One of the films showing at the London Film Festival later this month is The Quiet American, starring Michael Caine and Brendan Fraser, directed by Philip Noyce, and based on Graham Greene’s novel. (It isn’t the first time the book’s been adapted for the screen: Mankiewicz made a version in 1958 which Greene, who anyway tended to have a very low opinion of films based on his novels, couldn’t stand – he was particularly enraged by its anti-Communist distortions.) The narrator of Greene’s book – for those who’ve forgotten – is Thomas Fowler, a cynical, world-weary, middle-aged, opium-smoking English journalist in Saigon. (Caine has said: ‘I met Greene a couple of times and I’m kind of basing myself on him.’) The quiet American is Alden Pyle, a naive young Bostonian recently arrived in Indochina, ‘impregnably armoured by his good intentions and his ignorance’, who works for the US Economic Mission. He’s a follower of one York Harding, the author of books of political theory called things like The Advance of Red China, The Challenge to Democracy and The Role of the West, who believes that all Vietnam needs is a Third Force – the first two being colonials and Communists – to set it on its proper path. Fowler and Pyle don’t argue only about politics: they’re both in love with the same girl, Phuong. Nonetheless, they like each other.

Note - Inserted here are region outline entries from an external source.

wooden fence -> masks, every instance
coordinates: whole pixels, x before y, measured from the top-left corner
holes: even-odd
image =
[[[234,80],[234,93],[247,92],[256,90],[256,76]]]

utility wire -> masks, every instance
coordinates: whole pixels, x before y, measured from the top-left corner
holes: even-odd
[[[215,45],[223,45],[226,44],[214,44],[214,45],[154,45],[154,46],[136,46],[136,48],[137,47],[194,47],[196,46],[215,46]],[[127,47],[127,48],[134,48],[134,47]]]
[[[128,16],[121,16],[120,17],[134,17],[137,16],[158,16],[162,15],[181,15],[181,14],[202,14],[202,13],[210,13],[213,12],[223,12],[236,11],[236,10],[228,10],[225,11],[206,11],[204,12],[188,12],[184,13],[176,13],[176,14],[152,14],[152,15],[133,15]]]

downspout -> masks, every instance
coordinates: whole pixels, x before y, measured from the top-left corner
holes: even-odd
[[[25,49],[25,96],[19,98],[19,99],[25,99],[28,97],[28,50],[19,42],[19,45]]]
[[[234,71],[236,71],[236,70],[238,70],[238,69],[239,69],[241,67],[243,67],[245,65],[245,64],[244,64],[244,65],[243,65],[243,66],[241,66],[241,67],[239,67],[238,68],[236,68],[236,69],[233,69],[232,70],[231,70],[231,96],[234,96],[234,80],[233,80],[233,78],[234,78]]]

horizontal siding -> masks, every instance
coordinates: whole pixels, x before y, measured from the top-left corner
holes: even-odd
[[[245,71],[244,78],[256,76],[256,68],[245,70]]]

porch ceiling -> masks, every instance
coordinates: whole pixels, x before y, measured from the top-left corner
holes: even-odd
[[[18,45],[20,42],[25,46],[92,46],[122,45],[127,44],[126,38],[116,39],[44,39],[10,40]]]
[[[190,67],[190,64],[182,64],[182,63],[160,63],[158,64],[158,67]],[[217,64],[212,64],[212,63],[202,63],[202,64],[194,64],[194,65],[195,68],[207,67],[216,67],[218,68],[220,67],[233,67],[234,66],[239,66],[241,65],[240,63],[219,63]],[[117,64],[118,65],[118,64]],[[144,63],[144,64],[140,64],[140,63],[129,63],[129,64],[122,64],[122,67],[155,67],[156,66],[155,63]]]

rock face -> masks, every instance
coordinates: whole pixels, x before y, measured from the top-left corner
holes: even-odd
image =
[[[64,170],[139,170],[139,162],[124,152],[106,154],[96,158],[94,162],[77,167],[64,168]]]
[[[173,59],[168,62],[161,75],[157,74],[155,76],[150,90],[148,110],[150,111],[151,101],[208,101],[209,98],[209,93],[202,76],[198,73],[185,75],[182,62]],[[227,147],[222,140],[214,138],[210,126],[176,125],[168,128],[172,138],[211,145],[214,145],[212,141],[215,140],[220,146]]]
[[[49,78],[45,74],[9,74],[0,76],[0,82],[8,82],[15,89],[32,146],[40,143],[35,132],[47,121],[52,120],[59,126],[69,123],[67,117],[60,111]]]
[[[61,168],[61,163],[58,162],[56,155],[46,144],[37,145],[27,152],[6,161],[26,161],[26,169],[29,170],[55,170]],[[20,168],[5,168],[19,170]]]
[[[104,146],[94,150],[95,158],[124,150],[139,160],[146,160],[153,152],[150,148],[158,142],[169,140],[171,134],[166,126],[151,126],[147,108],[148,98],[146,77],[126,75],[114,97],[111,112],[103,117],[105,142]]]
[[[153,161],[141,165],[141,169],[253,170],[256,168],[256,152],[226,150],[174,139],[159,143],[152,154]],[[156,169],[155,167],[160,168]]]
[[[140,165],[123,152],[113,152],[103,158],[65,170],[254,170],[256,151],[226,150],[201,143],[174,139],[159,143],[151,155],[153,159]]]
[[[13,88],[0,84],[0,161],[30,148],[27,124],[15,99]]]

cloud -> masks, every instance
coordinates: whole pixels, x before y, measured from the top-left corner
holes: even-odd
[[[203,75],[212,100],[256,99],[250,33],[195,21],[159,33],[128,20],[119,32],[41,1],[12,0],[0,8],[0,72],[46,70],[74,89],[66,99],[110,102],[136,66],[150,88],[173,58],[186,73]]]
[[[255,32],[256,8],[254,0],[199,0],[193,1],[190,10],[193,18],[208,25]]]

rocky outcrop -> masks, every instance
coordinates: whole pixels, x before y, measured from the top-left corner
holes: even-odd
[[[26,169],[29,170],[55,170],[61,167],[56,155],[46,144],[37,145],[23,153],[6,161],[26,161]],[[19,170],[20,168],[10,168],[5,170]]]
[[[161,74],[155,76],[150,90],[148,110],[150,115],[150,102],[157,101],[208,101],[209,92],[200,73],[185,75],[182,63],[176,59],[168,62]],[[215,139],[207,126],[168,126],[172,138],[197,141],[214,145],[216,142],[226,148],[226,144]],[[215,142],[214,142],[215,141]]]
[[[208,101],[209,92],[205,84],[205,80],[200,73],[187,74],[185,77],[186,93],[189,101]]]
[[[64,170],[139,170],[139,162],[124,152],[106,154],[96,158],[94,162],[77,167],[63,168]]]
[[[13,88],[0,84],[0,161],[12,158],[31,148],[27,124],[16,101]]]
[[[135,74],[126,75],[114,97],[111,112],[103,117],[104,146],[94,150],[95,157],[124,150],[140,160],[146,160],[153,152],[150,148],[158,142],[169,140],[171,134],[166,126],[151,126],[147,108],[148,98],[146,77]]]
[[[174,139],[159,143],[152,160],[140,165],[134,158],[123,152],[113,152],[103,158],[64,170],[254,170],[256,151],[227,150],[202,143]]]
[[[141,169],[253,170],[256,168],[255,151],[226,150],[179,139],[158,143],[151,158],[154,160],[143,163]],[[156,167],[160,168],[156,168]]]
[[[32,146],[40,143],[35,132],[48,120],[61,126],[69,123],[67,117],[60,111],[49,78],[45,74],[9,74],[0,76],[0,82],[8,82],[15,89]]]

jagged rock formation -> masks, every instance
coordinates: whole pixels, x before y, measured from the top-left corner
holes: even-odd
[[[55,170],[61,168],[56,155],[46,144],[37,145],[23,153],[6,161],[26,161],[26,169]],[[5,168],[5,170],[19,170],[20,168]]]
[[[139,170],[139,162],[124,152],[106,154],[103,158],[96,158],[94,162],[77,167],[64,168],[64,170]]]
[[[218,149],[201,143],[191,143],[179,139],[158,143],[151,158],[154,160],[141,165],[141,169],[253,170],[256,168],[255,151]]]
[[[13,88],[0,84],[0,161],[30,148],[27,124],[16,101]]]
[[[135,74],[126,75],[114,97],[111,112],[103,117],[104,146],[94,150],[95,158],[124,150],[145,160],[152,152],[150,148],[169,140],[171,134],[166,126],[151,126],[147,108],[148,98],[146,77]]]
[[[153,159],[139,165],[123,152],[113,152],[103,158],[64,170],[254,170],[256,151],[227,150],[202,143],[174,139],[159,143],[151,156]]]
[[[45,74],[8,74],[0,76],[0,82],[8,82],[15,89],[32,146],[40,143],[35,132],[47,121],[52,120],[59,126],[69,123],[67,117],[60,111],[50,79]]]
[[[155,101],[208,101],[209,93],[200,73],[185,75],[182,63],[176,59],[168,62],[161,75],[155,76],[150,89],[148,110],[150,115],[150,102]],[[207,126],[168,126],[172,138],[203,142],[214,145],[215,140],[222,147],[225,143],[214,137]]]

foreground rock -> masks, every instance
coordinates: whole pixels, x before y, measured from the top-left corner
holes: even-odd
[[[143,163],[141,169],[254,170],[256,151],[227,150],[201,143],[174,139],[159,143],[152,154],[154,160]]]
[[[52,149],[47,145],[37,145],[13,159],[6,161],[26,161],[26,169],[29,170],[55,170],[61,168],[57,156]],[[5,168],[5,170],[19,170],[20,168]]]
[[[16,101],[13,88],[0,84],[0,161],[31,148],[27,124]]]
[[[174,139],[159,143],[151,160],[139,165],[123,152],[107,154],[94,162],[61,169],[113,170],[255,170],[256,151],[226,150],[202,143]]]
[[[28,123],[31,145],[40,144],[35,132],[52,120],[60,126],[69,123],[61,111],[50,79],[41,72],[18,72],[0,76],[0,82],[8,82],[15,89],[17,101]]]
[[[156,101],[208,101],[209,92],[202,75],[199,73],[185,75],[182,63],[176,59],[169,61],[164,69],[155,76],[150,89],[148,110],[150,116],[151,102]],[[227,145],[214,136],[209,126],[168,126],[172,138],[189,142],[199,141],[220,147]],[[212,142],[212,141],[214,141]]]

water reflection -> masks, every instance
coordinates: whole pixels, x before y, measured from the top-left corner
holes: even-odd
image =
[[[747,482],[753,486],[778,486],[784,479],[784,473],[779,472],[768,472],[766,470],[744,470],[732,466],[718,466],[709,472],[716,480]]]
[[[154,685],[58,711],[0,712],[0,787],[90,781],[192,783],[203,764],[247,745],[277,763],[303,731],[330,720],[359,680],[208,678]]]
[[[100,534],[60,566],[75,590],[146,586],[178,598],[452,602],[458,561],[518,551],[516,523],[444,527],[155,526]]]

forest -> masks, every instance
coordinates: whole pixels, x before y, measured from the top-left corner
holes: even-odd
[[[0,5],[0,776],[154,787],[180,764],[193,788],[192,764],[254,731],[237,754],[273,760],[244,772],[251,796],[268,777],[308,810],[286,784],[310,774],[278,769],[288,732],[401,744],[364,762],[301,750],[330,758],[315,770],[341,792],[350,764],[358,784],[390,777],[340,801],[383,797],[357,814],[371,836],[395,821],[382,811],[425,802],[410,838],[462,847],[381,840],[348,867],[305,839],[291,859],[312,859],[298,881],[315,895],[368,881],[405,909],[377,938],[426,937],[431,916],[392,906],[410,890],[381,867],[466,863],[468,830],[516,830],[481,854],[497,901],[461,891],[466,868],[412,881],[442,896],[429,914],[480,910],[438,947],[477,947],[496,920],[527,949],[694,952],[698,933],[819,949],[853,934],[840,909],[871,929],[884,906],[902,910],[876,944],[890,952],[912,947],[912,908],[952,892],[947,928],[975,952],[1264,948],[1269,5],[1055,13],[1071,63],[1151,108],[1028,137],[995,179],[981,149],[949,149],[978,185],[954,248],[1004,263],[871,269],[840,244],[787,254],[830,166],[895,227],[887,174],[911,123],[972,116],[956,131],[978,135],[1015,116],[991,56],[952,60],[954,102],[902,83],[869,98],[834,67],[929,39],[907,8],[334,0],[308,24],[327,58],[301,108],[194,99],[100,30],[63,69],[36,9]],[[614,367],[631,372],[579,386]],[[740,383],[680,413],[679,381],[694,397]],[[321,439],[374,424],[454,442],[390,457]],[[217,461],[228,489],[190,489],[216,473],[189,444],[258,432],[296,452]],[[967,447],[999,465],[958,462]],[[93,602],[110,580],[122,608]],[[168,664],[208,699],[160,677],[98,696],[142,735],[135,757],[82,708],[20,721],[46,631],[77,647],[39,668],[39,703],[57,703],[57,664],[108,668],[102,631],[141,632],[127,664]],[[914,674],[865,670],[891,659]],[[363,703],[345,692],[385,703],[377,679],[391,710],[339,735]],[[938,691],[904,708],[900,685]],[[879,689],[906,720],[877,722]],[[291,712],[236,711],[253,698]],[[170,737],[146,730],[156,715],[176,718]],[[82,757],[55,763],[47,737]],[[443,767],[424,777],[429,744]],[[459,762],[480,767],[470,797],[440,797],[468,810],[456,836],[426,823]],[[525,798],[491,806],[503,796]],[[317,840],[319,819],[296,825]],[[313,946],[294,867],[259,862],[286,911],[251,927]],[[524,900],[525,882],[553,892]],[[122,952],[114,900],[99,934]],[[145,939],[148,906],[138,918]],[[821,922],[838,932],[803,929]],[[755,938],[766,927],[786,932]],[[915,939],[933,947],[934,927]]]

Murray Sayle has called The Quiet American, which was published in 1955, ‘still the best book about America in Vietnam, and its miscalculations’. Noyce – an Australian, whose Hollywood movies include the Tom Clancy adaptations Patriot Games and Clear and Present Danger – wanted to make the film because, he says, rereading the novel a few years ago after meeting US Military Intelligence officers who’d been in Vietnam in 1945, he thought: ‘Wow, this answers the questions that these seventy and eighty-year-old men have been perplexed by all these years – Why? Why did this war happen?’ The movie’s closing sequence, congratulating Greene on his foresight, is a montage of Fowler’s newspaper reports chronicling the escalation of US involvement in Vietnam over the next two decades.

But the novel isn’t only about American foreign policy: it’s also concerned with ends and means and motives and varieties of guilt, and with European (or rather, English and to some extent French) perceptions of the United States. And it is in this respect that the film differs most interestingly from the book. Various changes have inevitably been made, the most significant of which is the necessary absence of a first-person narrative – perhaps the greatest loss in this translation of an exceptionally good novel into an unexceptionally good movie. (It’s the other way round with The Third Man: Greene’s attempt to tell the story from the perspective of Major Calloway, the character played in the film by Trevor Howard, is a major flaw in the written version.) Fowler provides a voiceover, and there’s the occasional point-of-view shot, but these effects are largely cosmetic: for most of the film, we’re looking at Michael Caine. And because the story is told on screen, rather than through Fowler’s voice, Fowler has to be an altogether more attractive character than he is in the book to win our sympathy; and Pyle, reciprocally, has to be more of a villain, less innocent – as, of course, he has to be anyway. If Fowler met Pyle today, fifty years on, he might have less faith in the basic goodness of his intentions.

There is an interesting comparison to be made with Lolita, which was published in the same year as The Quiet American. Nabokov was delightfully scathing of ‘an otherwise intelligent reader who . . . described Lolita as “Old Europe debauching young America”’. The notion, once he’s put you in mind of it, is nonetheless hard to shake off: Fowler’s Pyle and Humbert’s Lolita, America through the eyes of a condescending and infatuated Europe. To say that Pyle has grown up into George W. Bush would be a little too neat, and one of the lessons of The Quiet American is that anything that looks straightforward should be distrusted: this applies both to supplying renegade ‘Third Forces’ with powerful weapons and to reducing entire nations to graspable stereotypes. The last time they see each other, Pyle says to Fowler: ‘You talk like a European, Thomas. These people aren’t complicated.’ Fowler replies: ‘Is that what you’ve learned in a few months? You’ll be calling them childlike next.’ Pyle says: ‘Well – in a way.’ And Fowler tells him: ‘Find me an uncomplicated child, Pyle. When we are young we are a jungle of complications. We simplify as we get older.’